From the bunker, chips are fed onto a conveyor belt. Larger pieces of wood are filtered out into a shredder, where they’re broken down to size. Then, it’s on to the gasifier, where the wood is converted into carbon monoxide and hydrogen. That gas is then fed into the boiler and ignited.
The temperature inside the boiler averages a blistering 2,100 degrees F, Moser said.
The boiler produces steam, which powers heating, cooling, hot water and cooking operations throughout campus, and the plant also co-generates 20 percent of the campus’s electricity.
The byproduct from the gasification process is a very fine ash, absent the cinders that would be present in, say, a conventional wood stove or a fireplace. What’s left, after combustion, are the minerals in the wood. This fine, mineral-rich ash is collected in a large dumpster, and then used on local farms as a soil supplement.

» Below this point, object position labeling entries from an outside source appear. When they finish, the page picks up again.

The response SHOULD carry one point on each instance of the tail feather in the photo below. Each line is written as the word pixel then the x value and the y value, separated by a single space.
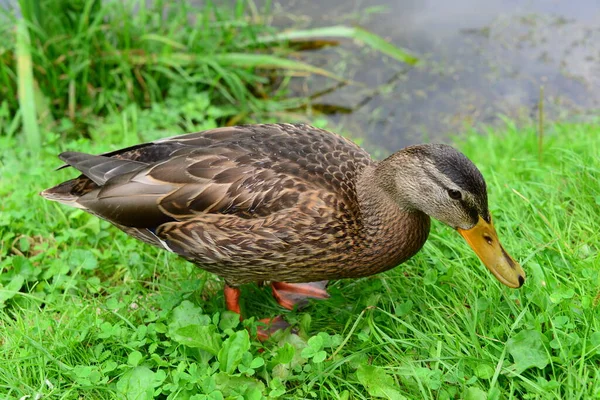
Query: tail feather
pixel 99 168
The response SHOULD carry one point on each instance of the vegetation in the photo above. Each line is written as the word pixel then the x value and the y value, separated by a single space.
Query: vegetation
pixel 87 312
pixel 77 61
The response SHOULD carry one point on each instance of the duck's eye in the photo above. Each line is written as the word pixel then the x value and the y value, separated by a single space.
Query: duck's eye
pixel 454 194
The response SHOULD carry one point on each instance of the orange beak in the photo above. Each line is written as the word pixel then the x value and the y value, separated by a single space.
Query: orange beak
pixel 483 239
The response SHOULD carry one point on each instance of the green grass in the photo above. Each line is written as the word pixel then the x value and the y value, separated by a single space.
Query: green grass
pixel 70 62
pixel 89 313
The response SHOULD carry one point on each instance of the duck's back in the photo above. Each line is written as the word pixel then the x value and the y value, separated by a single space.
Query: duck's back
pixel 254 202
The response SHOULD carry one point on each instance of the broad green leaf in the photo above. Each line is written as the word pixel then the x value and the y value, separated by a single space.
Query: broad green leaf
pixel 137 384
pixel 474 393
pixel 187 314
pixel 85 259
pixel 527 349
pixel 232 385
pixel 484 371
pixel 12 288
pixel 229 320
pixel 285 354
pixel 233 350
pixel 203 337
pixel 134 358
pixel 378 383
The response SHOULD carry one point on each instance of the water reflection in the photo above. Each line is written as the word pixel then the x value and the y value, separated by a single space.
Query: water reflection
pixel 482 60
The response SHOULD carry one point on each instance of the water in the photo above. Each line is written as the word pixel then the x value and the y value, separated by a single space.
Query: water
pixel 482 60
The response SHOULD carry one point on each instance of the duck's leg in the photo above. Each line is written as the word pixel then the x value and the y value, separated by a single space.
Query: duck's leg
pixel 232 301
pixel 289 295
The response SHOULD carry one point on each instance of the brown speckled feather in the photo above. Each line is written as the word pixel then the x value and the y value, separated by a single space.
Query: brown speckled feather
pixel 249 203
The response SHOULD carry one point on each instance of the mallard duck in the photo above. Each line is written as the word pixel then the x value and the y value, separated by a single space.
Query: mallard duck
pixel 289 204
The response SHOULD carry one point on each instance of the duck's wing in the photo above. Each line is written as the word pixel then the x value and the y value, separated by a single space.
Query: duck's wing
pixel 249 171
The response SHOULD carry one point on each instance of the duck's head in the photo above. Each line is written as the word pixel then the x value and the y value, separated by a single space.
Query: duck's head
pixel 443 183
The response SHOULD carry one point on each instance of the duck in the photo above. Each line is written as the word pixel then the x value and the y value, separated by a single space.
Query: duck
pixel 291 205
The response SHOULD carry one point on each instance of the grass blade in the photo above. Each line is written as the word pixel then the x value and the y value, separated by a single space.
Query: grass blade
pixel 340 31
pixel 26 87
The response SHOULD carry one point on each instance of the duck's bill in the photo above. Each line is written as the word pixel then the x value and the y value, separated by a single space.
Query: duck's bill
pixel 483 239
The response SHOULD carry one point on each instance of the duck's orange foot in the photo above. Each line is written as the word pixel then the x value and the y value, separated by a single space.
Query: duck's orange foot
pixel 267 327
pixel 271 325
pixel 289 295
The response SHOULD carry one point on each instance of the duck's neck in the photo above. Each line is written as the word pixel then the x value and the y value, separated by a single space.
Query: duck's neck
pixel 394 231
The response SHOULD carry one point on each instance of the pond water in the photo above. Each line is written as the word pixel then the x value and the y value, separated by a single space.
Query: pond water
pixel 481 60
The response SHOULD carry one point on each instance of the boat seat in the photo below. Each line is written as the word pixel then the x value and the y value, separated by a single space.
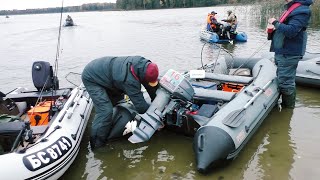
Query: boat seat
pixel 213 95
pixel 8 128
pixel 229 78
pixel 34 95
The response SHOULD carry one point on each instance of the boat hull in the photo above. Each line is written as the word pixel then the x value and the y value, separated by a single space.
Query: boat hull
pixel 53 153
pixel 238 120
pixel 308 72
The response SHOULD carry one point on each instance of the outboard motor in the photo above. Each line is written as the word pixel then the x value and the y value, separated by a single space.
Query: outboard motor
pixel 42 76
pixel 172 85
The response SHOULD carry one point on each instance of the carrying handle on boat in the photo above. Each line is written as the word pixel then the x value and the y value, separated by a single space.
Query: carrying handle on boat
pixel 234 119
pixel 201 142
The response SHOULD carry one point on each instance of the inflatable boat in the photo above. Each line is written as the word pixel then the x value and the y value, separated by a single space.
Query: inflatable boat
pixel 221 107
pixel 41 131
pixel 213 37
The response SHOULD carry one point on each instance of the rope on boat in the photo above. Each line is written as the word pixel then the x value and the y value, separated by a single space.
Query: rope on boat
pixel 58 44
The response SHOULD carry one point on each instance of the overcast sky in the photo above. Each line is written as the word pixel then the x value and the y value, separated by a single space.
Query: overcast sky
pixel 28 4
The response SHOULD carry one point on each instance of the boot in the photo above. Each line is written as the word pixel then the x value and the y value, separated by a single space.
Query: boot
pixel 96 143
pixel 289 101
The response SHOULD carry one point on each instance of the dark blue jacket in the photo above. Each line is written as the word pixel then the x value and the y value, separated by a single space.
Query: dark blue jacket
pixel 290 37
pixel 113 73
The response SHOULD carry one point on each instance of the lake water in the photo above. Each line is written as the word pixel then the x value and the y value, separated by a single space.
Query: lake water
pixel 285 146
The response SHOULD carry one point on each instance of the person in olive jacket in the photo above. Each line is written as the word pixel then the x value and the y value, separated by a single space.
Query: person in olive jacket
pixel 107 79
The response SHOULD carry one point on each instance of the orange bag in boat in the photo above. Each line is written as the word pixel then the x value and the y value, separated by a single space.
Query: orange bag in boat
pixel 39 115
pixel 232 87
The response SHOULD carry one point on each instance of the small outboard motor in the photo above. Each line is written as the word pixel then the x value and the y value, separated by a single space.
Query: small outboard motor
pixel 42 76
pixel 172 85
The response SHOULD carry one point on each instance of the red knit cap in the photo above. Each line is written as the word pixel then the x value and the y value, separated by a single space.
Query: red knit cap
pixel 152 73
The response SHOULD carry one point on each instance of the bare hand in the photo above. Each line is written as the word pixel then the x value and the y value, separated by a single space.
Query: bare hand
pixel 271 20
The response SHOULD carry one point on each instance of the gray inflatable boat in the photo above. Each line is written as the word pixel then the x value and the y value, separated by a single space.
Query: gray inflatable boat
pixel 308 71
pixel 222 110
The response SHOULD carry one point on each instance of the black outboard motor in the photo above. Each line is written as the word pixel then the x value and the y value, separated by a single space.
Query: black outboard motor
pixel 172 85
pixel 42 76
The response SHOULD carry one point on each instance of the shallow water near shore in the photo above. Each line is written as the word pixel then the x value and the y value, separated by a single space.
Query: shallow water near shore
pixel 284 147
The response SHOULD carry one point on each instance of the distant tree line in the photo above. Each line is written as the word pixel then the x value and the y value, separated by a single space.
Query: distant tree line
pixel 84 7
pixel 268 6
pixel 157 4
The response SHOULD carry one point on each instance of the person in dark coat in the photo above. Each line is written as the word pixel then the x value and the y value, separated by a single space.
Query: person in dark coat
pixel 289 44
pixel 107 79
pixel 212 22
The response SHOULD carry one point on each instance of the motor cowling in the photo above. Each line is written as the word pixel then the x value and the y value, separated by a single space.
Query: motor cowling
pixel 173 85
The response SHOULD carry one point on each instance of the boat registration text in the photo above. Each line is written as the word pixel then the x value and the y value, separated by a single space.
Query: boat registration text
pixel 47 155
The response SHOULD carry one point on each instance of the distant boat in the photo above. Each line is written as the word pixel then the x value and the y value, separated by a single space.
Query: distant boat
pixel 69 21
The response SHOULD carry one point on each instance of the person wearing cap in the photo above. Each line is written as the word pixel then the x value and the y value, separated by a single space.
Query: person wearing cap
pixel 232 21
pixel 288 42
pixel 107 79
pixel 212 23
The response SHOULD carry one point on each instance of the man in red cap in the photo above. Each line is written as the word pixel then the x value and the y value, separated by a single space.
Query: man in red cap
pixel 107 79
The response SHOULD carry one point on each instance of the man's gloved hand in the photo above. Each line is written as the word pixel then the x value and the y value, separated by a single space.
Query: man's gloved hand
pixel 130 127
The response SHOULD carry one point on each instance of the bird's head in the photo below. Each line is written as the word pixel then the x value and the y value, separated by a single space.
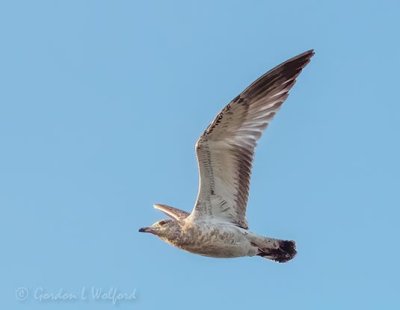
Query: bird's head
pixel 164 229
pixel 168 229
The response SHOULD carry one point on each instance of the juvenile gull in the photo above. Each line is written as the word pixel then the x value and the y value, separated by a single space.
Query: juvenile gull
pixel 217 226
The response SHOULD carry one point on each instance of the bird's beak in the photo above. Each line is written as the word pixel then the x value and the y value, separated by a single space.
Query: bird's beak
pixel 146 229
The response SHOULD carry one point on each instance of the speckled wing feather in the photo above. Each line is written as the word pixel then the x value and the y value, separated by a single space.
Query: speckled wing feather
pixel 225 150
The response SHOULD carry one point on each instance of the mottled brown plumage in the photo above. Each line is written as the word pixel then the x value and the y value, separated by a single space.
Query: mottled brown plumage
pixel 217 225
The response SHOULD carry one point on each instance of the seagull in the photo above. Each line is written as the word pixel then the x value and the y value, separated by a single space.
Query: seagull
pixel 217 226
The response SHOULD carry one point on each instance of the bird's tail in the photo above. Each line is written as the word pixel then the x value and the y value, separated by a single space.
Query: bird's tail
pixel 278 250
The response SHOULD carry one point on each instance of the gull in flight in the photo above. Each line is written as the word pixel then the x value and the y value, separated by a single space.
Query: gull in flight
pixel 217 226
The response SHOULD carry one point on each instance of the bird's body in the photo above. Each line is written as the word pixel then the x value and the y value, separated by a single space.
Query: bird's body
pixel 215 239
pixel 217 226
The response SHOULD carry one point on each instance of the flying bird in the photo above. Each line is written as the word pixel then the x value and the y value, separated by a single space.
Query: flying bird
pixel 217 226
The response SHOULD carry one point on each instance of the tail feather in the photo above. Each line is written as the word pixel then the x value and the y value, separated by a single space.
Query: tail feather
pixel 282 251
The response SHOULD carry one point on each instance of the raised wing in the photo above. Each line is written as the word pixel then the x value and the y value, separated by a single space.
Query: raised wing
pixel 225 150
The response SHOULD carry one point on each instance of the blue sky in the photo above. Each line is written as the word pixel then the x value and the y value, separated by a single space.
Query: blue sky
pixel 101 103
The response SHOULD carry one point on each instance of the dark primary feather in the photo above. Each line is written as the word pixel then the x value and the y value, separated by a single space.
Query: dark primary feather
pixel 225 150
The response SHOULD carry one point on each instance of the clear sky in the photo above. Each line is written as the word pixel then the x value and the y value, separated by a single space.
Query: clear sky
pixel 101 103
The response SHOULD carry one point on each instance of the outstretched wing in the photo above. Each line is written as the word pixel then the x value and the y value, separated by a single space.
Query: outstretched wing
pixel 225 150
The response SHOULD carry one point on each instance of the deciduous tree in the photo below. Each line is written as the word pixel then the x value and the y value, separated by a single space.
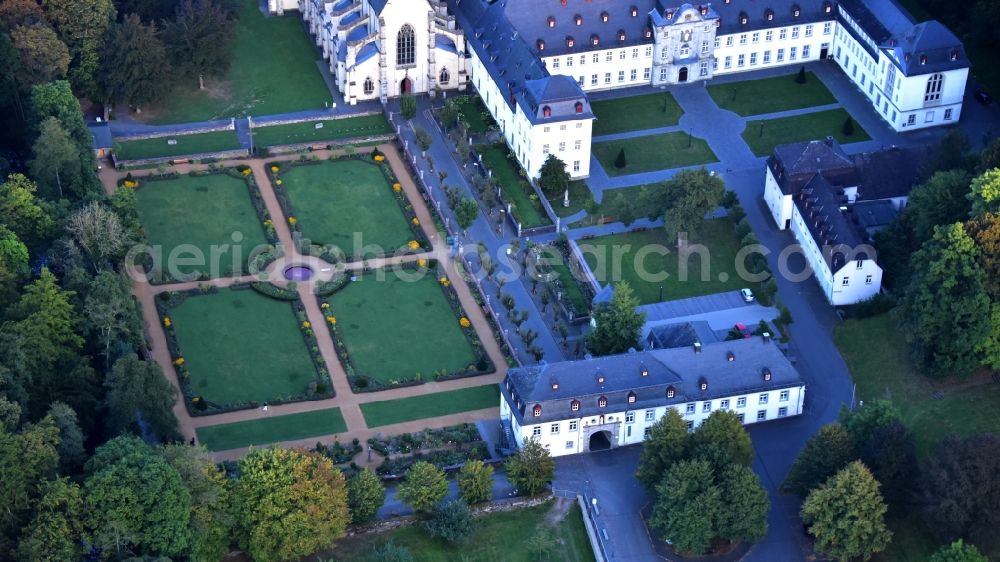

“It’s a nice, we think, closed loop process. It stays local the whole time,” said Facilities Services Project Manager Tom McGinn.
The plant carefully monitors airborne particulates in order to keep in line with Vermont air pollution standards.
Of course, there’s also the question of what’s going outside the boiler: namely, the harvesting of all of those chips being fed into the plants.
Between 20 and 35 tons of wood chips arrive by truck at the college every day, explained Moser, the assistant director of facilities services at the college. That amounts to thousands of tons of chips each year, which when fed into the new boiler, cuts the campus’s No. 6 fuel oil consumption in half.
Most of the chips are byproducts from logging operations, with a few culled from mill waste. Finding a truly “sustainable” supply chain is difficult, McGinn explained — and depends, of course, on one’s definition of sustainability.
“The goal ultimately is to get a truly good, sustainably harvested (product),” said McGinn. “That’s the long-term goal. But that’s a market that doesn’t really exist yet. We wouldn’t be at the point we’re at right now, up and running and operating, and eliminating a million gallons of No. 6 fuel oil, if we waited for a market to develop.”
Having the biomass facility up and running — and using a locally harvest supply of wood to generate steam — is better than the alternative, McGinn said, but it’s not perfect.
“We’re getting there,” he said.
The college is also looking into solutions that would generate biomass fuel even closer to home. Right now, the chips are supplied through Cousineau Forest Products, a New Hampshire broker that culls its chips from multiple sources.
But just a stone’s throw west of campus, the college is monitoring a 10-acre plot of fast growing willows, which could be used as a fuel source. So far, the tests are promising, said Director of Sustainability Integration Jack Byrne. The willows are thriving, and an environmental economics class is crunching the numbers to see whether or not local farmers might find willow a profitable crop.
“It’s local sourcing,” said Byrne. “At least, the potential is there.”
Until that potential is fulfilled, the trucks keep arriving — one or two every day — to deliver chips.
SAVING MONEY
The facility is a triumph for a school that prides itself on being an environmental trendsetter, and in tough economic times, it promises even more than environmental kudos: the plant is a money saver.
On an energy-to-energy value, Moser said, wood chips cost half of what fuel oil costs. That’s a moving target, because of fuel oil’s unpredictable cost, but given those values the boiler is expected to pay itself back in less than half its 25-year life expectancy, Byrne said.
“For our area, wood chips are really the most available (source of fuel),” McGinn said, “and the most sustainable. And I think everyone can agree that the oil will not last forever.”
Curious to see the boiler in action for yourself? The college will celebrate the official launch of the biomass plant on Thursday, Feb. 19.
The launch will include tours, a reception, remarks from college President Ronald Liebowitz and an address from environmental activist, writer, and Middlebury Scholar in Residence Bill McKibben. The event begins at 4:30 p.m. at the McCullough Student Center, located on Old Chapel Road off of College Street.